Introduction
For the eleventh post in this series, I decided to read one of my favorite papers, “Mastering the Game of Go without Human Knowledge”, by Silver et al. This paper presents the AlphaGo Zero algorithm, which was an improvement to the algorithm used to beat the 18-time world Go champion, Lee Sedol. AlphaGo marked the first time an AI has achieved superhuman performace in the game of Go, a feat previously thought of as unachievable due to the size of the state space ($10^{170}$ states). On top of that, AlphaGo Zero beat the AlphaGo player 100-0.
Summary
The primary idea presented in this paper was to explain the differences between the AlphaGo player and the novel AlphaGo Zero player. There were three significant differences between the two approaches:
- The former consisted of two deep neural networks, one called the “policy network” which was used to output move probabilities, and the “value network” which outputs a position evaluation. The latter merged these two networks into a single network that takes the current board state, $s$, as input and outputs a vector of move probabilities, $p$, and a value $v$ which is a scalar estimation of the probability of the player winning from the current position, $s$.
- AlphaGo Zero is trained purely on self-play. That is, there’s no pre-training on human moves or anything to bootstrap behavior. It simply has the rules of the game and the board state as input and then is let loose to play against itself for thousands and thousands of episodes. This approach enables AlphaGo Zero to not only re-discover high-level human behavior, but to also discover previously unknown strategies due to not being biased by any human moves to begin with.
- AlphaGo Zero uses a deep residual network with only the board as input while AlphaGo uses a shallower convolutional network for both the policy and value network and also requires way more computing power than AlphaGo Zero (by a factor of 12).
That said, there were also plenty of similarities between the approaches. First, both approaches use what’s known as Monte-carlo Tree Search, or MCTS, to perform lookahead search, which acted as a “policy improvement operator”. In order to aid the MCTS, the policy network, in the AlphaGo case, and just the single network, in the AlphaGo Zero case, is used to inform which branches to explore. Additionally, both approaches use the same loss function during training: \(l=(z-v)^2-\pi^T\text{log}p+c||\theta||^2\) This loss function combines the MSE loss for the value network (error between the true winner from the last iteration(s) of self play) and the cross-entropy loss of the policy network (similarity between the network’s move probabilities and the probabilities returned from MCTS).

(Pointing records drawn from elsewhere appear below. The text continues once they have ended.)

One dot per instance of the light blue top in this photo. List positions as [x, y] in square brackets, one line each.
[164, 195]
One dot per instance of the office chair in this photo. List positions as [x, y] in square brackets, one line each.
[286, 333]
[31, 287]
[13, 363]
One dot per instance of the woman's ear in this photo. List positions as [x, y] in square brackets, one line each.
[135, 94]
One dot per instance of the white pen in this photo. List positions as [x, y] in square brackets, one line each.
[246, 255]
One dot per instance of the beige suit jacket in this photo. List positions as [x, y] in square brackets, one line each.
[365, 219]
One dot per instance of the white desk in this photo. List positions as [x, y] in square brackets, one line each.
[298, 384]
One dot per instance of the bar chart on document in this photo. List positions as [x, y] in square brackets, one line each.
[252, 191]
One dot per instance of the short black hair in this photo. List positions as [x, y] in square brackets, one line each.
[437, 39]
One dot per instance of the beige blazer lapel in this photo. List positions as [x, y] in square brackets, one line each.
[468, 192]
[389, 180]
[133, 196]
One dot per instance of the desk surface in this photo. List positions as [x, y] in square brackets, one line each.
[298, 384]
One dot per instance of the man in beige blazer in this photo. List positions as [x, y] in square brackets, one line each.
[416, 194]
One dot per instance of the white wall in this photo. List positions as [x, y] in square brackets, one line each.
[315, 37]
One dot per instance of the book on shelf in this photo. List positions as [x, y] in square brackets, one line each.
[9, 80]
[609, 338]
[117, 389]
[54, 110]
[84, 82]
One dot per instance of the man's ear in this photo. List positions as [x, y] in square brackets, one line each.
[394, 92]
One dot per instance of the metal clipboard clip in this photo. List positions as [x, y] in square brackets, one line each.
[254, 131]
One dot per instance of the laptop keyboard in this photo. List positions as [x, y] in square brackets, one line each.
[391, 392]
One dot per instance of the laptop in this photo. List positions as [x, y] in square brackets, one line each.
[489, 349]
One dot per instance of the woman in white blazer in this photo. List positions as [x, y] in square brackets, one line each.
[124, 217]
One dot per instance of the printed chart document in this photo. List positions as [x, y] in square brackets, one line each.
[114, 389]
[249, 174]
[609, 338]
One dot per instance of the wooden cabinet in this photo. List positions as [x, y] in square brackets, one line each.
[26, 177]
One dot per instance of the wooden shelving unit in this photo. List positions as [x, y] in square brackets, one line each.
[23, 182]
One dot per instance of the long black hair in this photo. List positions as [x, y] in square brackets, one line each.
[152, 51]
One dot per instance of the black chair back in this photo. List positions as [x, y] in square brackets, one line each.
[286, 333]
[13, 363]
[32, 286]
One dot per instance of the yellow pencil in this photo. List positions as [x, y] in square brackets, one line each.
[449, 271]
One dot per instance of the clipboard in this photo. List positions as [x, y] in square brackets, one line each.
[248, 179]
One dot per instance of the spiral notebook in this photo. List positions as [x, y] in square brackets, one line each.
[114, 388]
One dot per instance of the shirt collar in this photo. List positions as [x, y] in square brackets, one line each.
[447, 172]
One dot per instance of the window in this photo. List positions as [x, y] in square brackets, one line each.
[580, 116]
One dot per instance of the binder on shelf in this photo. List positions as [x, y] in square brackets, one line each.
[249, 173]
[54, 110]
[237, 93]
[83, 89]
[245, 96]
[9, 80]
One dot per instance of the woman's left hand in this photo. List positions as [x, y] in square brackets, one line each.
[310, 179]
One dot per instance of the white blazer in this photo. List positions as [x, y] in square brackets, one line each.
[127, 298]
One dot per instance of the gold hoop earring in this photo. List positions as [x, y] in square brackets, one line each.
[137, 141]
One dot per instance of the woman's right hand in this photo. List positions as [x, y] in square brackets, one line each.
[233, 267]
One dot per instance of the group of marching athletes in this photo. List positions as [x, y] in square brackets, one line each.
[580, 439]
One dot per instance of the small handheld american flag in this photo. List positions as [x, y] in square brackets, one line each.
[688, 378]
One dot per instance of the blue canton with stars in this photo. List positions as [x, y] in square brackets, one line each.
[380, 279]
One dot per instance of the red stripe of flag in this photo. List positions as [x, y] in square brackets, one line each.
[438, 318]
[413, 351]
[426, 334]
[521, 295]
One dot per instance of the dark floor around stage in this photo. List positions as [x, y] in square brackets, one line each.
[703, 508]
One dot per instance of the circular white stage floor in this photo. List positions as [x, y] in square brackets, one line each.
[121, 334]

While I breezed over a lot of the actual methods used (i.e. how does MCTS work, how many layers does each network have, etc.), what I find to be so remarkable about AlphaGo Zero is that you can take an approach that was trained for months (AlphaGo) and simply by optimizing and improving the already superhuman approach, create an approach that can beat the previous one with only 36 hours of training. AlphaGo Zero represents an enormous leap in the state-of-the-art approaches to board game agents. This in turn, can be applied to many other real-world problems by framing them as an RL objective that AlphaGo Zero can be applied to.
Questions/Notes I Have
- Here’s a great summary article from DeepMind about AlphaGo. They have a short film (90 minutes) at the bottom of the article that I highly highly recommend and is one of my initial inspirations to get into the field of AI.